Mary Christmas!
Ofiste bir yeni yıl coşkusu, bende bir "çok mu gerekli?" hali. Gitgide bizimkilere benzemeye başladım. Gerekmedikçe evden çıkmıyor, çıktıysam da gerekmedikçe geri dönmüyorum. Her şey gereklilikler üzerine kurulu sanki hayatımda ya da belki abartıyorum, her yazı yazmaya oturduğumda etkisine girdiğim ruh halim yüzünden.
Peki ya istekler? En içimizden gelen, ama samimi ama samimiyetsiz , ha bencil ha biraz bencil. İsteklerimiz-isteklerim ne oldu sahiden?
Bu yıl yeni yıldan istediğim "istemek/isteyebilmek".
Tutkuyla, arzuyla bir şeyler isteyebilmek hayattan.
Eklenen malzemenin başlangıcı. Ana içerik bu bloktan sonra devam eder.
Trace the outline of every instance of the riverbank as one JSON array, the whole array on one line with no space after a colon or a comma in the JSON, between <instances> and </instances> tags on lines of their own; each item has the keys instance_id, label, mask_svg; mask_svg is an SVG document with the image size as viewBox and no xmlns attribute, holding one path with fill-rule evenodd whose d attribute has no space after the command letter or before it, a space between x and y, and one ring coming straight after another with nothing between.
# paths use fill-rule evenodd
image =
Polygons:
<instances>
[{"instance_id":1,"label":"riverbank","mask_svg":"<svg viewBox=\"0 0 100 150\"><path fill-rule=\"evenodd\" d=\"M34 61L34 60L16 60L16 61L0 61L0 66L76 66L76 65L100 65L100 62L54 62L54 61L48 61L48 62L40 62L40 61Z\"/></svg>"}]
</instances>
Umutla.
Çok göze batmak değil niyetim, biraz olsa yeter.İsteyince hem kararlI da olur insan, istediğin herhangi bir şey yoksa karar vermek güç.
Yemek yesem mi acaba? Kremalı mantar çorbası mı?
Ve çorbam geldi. Ben hala karar veremişken ofistekileri bekletmemek adına verdiğim alelade karar. Kararsızlıklarımızın, seçim hakkı yitirilmiş emrivaki kararlara dönüştüğü tek konu yemek olsa keşke.